Quiero pasar por la churrería Manolo y clavarme (así le decimos en Buenos aires a los atracones de comida) todos los churros que pueda, embadurnados con chocolate caliente, y ver cómo el estómago me dice basta, se queja, pide clemencia, y a mí no me importa nada porque sé que aquel puede ser un momento irrepetible y no estoy seguro de cuándo volveré a vivirlo.

Quiero sentarme en la pollería Kirico, frente al parque Kennedy, pedir una ensalada de pollo bien sazonada y una porción del choclo más grande el mundo, el más delicioso y fascinante choclo que jamás se haya visto. Y mientras como mi ensalada, dejo que el camarero me engría, que me cuente su vida entera y me ofrezca, como cortesía, una sabrosa chicha morada.
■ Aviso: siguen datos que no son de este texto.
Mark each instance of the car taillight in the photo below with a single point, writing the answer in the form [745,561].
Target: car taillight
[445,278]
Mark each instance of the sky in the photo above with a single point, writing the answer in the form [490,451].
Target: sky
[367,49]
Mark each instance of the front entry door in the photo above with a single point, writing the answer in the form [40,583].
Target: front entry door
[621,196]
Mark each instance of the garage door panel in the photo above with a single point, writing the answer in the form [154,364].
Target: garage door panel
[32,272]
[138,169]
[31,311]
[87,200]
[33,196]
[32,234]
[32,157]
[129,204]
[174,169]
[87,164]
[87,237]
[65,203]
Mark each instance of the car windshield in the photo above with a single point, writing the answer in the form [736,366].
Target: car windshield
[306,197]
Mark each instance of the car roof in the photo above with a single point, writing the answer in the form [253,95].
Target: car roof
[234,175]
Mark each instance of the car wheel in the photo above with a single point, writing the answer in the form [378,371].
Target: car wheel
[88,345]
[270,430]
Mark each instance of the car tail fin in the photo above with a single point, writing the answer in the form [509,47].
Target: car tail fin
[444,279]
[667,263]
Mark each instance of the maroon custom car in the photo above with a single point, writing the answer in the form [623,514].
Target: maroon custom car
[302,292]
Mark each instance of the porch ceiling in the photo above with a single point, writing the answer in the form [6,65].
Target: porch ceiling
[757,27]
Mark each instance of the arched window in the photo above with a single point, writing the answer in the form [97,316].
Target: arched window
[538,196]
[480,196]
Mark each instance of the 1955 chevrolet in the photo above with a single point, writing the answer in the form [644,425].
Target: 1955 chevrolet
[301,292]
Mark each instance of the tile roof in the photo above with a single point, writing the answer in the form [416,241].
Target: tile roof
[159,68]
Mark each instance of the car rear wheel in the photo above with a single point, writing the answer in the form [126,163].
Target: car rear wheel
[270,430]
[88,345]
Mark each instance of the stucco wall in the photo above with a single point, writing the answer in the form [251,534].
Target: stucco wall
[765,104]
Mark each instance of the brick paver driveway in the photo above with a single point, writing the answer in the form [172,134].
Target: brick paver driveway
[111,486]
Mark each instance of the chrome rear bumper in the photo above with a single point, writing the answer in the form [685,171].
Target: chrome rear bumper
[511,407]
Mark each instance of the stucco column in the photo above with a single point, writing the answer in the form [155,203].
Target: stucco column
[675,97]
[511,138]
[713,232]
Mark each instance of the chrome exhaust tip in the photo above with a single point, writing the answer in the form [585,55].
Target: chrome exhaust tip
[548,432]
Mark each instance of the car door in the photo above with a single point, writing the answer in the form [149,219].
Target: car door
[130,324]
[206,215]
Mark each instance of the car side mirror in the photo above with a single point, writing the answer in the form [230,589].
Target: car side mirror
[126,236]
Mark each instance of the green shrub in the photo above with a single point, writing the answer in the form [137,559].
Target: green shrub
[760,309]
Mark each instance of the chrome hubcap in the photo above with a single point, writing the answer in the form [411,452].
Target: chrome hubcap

Quiero caminar por una avenida apacible hasta el Larcomar, dar una vuelta por las tiendas, toparme cara a cara con el mar del Pacífico y pensar que algún día tendré el valor de arrojarme en parapente.

Quiero caminar por el malecón un día de semana, cuando la gente parece estar demasiado ocupada para andar paseando frente al mar, y soñar con que algún día viviré en Lima y tendré un depa ahí mismito, con una deslumbrante y abrumadora vista al horizonte infinito.

Quiero caminar por el centro de Miraflores y tomarme cuatro cervezas seguidas mientras converso con el editor de un importante diario peruano que me cuenta uno a uno, entre risas y carcajadas, todos los chimes de chollywood.

Quiero entrar a un casino rimbombante y sentir que estoy en el no país, en la no región, en el no distrito, y perderme entre los jugadores de todas las razas y colores que dejan la vida en una ruleta.

Quiero ir al súper Vivanda a las tres de la madrugada y comprarme una Inkacolita helada, unos chocolates La Ibérica y un balde de piña pelada y cortada en pedacitos.

Quiero pasar a buscar a Beto por el hotel un sábado a mediodía, ir a almorzar, reírme y llorar con sus historias y caminar juntos por Benavides ante la mirada atónita, inquisidora o simpática de los demás transeúntes.

Quiero ir al Ovalo Gutierrez y bajarme del taxi para que me tomen fotos al lado del cartel gigante que han puesto sobre una librería para promocionar mi nueva novela.

Quiero caminar por la calle y que la gente me grite ¡Corbacho!, que las señoras se acerquen a darme besos y me digan que están de mi lado.

Quiero estar ahí y no estar acá.

Quiero creer que ése puede ser mi destino, que soy un errante vagabundo que no encuentra su lugar en el mundo, un eterno inmigrante que no soporta estar más de tres meses en su ciudad porque se aburre, porque estando cerca de su familia los problemas se multiplican o porque está harto de soportar la economía de un país que no tiene remedio.

Quiero estar en Miraflores, caminar por Miraflores, vivir en Miraflores.

Porque Buenos Aires es un chica linda, pituca, muy fría y altanera. Es tan creía que nadie la soporta, tan frívola que nunca se relaja, tan bella que a veces dan ganas de pegarle y mandarla al carajo.
Como ahora, que llevo menos de dos días aquí y ya la detesto.

Extraño a mi chica peruana, a la cálida Miraflores, y mientras escribo esto me pregunto si aún estoy a tiempo de recuperarla.